1. Allowance on equity

The allowance on equity is a deductible allowance on equity which is equal to an allowance base multiplied by a notional interest rate (NIR).

The allowance base is the difference between the net equity at the beginning and at the end of the tax year. “Equity” is the sum of the taxpayer’s paid-up capital, share premium accounts, revaluation reserve and other reserves and profit or loss brought forward (in the same terms as in the EU Accounting Directive).

The notional interest rate (NIR) is the sum of a risk-free interest rate with a maturity of ten years and a risk premium of 1% (1.5% for small and middle-sized enterprises) as they generally incur a higher risk premium).

The allowance on equity is deductible from the taxable base of the taxpayer for ten consecutive tax years and shall be limited to 30% of the taxpayer’s EBITDA (earnings before interest, tax, depreciation and amortization). The taxpayer will be able to carry forward the excess allowance on equity to the following tax years indefinitely.

Additionally, the taxpayer would be able to carry forward the unused allowance (when such allowance does not reach the above 30% threshold) for a maximum of 5 years.

If the company reduces its equity after having obtained an allowance on equity, a proportionate amount will become taxable for ten uninterrupted years and up to the total increase of net equity for which the allowance has been claimed. However, the taxpayer can avoid this if he demonstrates that the decrease was generated by losses incurred in the tax year or the consequence of meeting a legal obligation.

The Directive also includes a limitation for the allowance up to 30% EBITDA with a carry forward mechanism (like the interest limitation rules introduced under the anti-tax avoidance directive 2016/1164 (ATAD I) adopted in 2016).

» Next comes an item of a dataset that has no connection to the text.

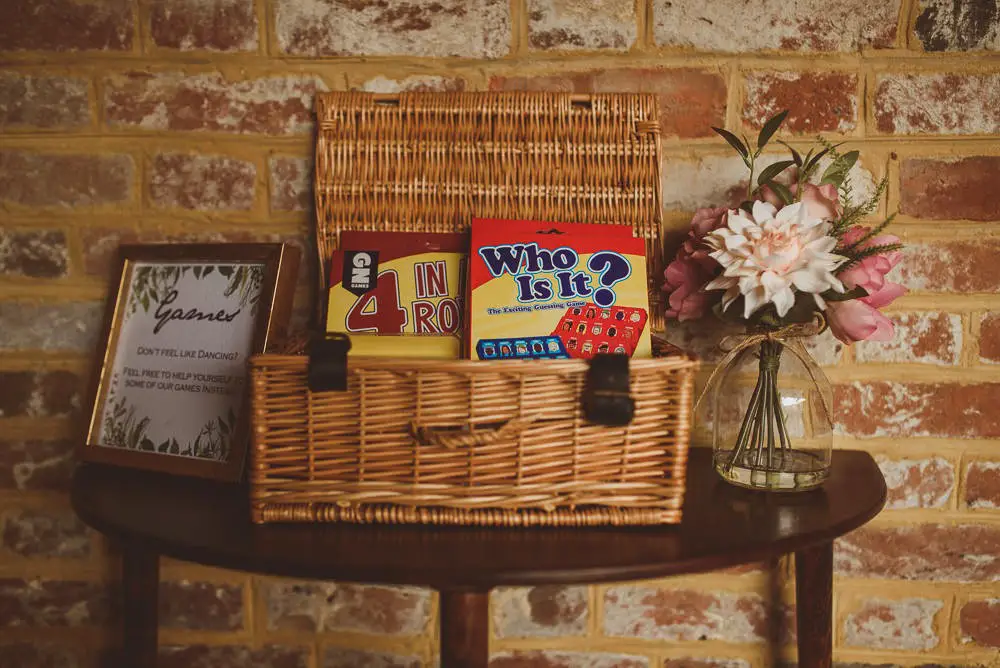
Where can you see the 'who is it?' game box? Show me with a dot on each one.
(556, 290)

The proposal introduces some anti-abuse measures, where an equity increase is the result of certain transactions (e.g. an equity increase funded by a loan from an associated enterprise) shall not be taken into consideration for the computation of the allowance base unless the taxpayer provides evidence that the transaction has been for valid economic reasons and does not result in a double deduction of the allowance on equity.

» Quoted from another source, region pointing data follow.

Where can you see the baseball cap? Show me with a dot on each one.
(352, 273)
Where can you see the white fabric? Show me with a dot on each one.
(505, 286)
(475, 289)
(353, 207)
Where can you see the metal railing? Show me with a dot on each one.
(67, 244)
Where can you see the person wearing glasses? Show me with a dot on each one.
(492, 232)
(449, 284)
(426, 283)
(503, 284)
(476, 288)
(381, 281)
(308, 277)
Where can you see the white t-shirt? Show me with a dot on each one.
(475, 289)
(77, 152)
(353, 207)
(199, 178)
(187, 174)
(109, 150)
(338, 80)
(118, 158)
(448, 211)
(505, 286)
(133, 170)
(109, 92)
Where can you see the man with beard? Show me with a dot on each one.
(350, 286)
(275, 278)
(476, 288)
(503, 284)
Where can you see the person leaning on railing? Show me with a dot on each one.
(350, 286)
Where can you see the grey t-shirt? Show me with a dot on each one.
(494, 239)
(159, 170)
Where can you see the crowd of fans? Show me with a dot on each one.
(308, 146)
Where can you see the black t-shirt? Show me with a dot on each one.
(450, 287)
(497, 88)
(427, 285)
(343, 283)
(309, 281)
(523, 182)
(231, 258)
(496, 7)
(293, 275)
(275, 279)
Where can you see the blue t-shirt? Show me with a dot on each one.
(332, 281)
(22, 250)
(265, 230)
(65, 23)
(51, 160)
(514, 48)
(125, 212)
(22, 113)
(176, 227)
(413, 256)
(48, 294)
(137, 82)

In the context of a group’s reorganization an equity increase would only be considered to the extent that there is a real equity increase and not the conversion of the group’s pre-existing equity.

2. Interest deduction limitation:

In view of increasing neutrality between the tax treatment of debt and equity, exceeding borrowing costs (i.e., difference between interest paid and received) would only be tax deductible up to 85%.

Taxpayers would have to apply the interest deduction limitation rules under the present Directive first before applying the interest deduction rule under Article 4 of ATAD I.

The taxpayer would be allowed to deduct only the lower of the two amounts in the tax year. The difference between the deductible amount under the present Directive and the deductible amount under ATAD I will be carried forward or back in accordance with article 4 of ATAD I.

If the proposal is adopted by all 27 Member States, they will be required to implement the Directive by 31 December 2023 so as to enter into force on 1 January 2024. Member States that already have an allowance on equity (Belgium, Cyprus, Italy, Poland, Portugal and Malta) will be able to defer up to ten years.